When using this training technique, be sure to complete all of your normal leaving habits, like putting on shoes, grabbing your purse, keys, etc. so it is believable to your dog. See how your dog reacts. This will help you gauge which habits they associate with you getting ready to go, and will give you an idea of your dog’s specific triggers. If your dog associates you grabbing the keys as the indicator you will be gone, grab the keys as you leave. Practice leaving by going on a very short walk or drive, then immediately returning home. Leave for only very short increments of time, around 5 minutes to start, and come right back. 

Consistency is key with dogs, so you will need to repeat these leaving behaviors day after day, until your dog is comfortable.
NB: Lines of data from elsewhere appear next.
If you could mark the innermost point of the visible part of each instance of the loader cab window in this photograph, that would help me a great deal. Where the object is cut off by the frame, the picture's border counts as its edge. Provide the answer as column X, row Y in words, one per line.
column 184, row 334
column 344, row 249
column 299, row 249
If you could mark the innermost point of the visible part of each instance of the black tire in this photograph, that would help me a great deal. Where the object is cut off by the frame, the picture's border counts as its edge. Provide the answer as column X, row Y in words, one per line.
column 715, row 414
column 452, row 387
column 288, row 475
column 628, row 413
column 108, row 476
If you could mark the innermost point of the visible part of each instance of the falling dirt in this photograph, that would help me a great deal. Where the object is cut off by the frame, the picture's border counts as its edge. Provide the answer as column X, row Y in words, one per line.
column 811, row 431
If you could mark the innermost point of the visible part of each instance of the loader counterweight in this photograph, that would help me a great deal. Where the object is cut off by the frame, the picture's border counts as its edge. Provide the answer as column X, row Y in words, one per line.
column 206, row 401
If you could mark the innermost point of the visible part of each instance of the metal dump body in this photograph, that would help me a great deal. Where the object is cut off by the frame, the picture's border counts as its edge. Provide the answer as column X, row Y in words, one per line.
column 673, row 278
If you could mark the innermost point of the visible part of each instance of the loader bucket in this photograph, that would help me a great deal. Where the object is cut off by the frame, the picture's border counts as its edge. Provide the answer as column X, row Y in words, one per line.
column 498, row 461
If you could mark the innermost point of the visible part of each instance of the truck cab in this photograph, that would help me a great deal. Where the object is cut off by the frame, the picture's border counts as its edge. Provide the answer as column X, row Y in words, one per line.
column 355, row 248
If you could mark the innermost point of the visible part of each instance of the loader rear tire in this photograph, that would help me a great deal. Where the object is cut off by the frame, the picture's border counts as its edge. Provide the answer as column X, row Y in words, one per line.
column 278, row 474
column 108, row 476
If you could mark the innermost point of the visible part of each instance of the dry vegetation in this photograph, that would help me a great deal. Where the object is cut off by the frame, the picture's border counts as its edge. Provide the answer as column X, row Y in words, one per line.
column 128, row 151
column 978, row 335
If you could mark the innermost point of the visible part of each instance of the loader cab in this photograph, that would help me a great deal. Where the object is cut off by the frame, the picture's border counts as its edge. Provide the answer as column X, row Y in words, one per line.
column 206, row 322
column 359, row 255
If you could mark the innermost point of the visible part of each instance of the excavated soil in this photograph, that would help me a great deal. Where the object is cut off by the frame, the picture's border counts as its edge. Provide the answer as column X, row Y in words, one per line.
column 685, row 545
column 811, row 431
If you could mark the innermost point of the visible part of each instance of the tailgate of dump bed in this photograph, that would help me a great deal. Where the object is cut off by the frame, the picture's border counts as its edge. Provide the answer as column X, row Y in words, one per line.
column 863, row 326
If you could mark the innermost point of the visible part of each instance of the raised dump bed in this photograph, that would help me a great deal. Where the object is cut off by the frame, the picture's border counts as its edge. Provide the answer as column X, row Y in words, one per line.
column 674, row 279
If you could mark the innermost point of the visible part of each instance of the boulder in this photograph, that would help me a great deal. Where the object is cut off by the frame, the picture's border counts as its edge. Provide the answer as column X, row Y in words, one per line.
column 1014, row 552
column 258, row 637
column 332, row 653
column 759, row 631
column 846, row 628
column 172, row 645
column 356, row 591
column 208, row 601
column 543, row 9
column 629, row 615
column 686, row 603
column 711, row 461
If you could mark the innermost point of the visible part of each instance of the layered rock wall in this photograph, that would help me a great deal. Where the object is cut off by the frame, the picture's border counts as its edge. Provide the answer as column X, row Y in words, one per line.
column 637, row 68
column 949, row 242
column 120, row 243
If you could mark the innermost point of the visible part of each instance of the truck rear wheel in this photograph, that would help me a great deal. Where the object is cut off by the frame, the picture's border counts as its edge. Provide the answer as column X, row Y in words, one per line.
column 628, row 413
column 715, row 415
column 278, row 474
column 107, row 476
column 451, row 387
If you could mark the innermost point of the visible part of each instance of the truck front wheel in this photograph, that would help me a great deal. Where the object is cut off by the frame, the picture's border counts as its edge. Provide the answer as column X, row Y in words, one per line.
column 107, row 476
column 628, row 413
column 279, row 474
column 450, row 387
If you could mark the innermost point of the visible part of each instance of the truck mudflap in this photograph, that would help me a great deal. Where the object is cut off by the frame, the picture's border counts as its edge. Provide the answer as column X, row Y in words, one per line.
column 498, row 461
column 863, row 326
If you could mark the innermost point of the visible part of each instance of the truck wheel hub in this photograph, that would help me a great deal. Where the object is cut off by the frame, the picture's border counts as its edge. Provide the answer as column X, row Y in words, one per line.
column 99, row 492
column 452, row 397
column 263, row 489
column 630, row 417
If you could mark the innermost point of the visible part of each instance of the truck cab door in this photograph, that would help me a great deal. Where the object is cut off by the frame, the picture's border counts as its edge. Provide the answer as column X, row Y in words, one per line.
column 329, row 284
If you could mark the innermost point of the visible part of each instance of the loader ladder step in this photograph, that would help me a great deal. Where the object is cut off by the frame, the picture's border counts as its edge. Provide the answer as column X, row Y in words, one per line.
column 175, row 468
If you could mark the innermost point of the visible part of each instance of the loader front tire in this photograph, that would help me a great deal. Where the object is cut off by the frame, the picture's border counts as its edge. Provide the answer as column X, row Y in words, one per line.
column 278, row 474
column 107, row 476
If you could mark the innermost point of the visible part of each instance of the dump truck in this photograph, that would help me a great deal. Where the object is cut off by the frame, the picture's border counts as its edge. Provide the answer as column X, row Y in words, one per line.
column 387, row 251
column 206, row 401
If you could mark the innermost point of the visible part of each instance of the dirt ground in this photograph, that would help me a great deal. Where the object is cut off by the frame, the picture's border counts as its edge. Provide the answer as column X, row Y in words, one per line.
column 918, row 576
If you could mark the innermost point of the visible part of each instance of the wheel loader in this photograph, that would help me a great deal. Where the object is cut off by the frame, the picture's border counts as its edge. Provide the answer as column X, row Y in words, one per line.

If you stop the practice too soon, you might end up having to begin again from square one, so keep it consistent for as long as it takes. 

Depending on the dog, it might take anywhere from a few days to a couple of months to get your dog comfortable with you leaving. It can help to do this practice multiple times a day at first. After your dog becomes comfortable with your 5 minutes away, you can slowly work up to more time; 10 minutes away, then 15 minutes, and so on, until you are able to be gone for an hour or more with no problems. 

Since many dogs begin to panic within the first few minutes of you leaving, this repeated practice shows them that you always return, and will help alleviate their fears of being alone. 

  • Leave them with a reminder of you. 

If your dog is crate-trained, or even if they aren’t, it can be helpful to leave an item of yours behind with them when you’re away. Wear an old tee shirt for a day, then instead of washing it, leave it with your dog on their bed or crate when you leave.

 Leaving behind a personal item is especially comforting for dogs that are crate-trained, because your lingering smell on the item makes them feel as if you are still around. They are able to cuddle up to the item throughout the day and feel at ease. Your scent can be of comfort to your dog when they are by themselves and missing you. 

  • Distract them with toys. 

Some dogs have their initial anxiety meltdown as you are leaving. Oftentimes, if you can prevent them from this initial episode, they will forget you are gone and relax. Utilize a puzzle toy that includes some type of treat to distract your dog as you leave. 

Fill a KONG®, or a similar-style puzzle toy, with a small amount of their favorite treat, like peanut butter or cheese (be sure not to use anything that might negatively affect their health). When you are ready to leave, show your dog the toy with the special filling inside. Give them the toy somewhere away from the door, so they won’t notice you leaving. Quickly sneak out the door while they are enjoying their treat. 

By distracting your dog for a few minutes while you leave, it should allow you time to get out the door without triggering their anxiety. By the time they are done, you will be gone, and they will most likely not even realize that they should be worried.

 Keep an eye on them. 

Thanks to technology, it’s now pretty easy to keep an eye on your dog even when you’re away from home. This tip won’t necessarily cure your dog’s anxiety, but it can sometimes help prevent their bad behaviors. You can use a camera with voice capabilities to watch your dog while you’re gone and let them know when you see them doing something wrong. Many brands of camera like the Furbo even allow you to dispense treats for your pup. You can fill it with your dog’s favorite PetScy chews to give them their daily dose and have some fun at the same time! 

If you see your dog acting out, you can speak to them through the camera to say “no”. Dogs will often stop the bad behavior if they realize they can be seen. Hearing your voice can help your dog feel like you are there and they are not actually alone. Plus, it can also boost your mood when you check in and see your dog’s face throughout the day. 

Separation anxiety and its associated behaviors don’t have to be permanent. By working with your dog and being consistent, you can safely reacquaint them with you being away.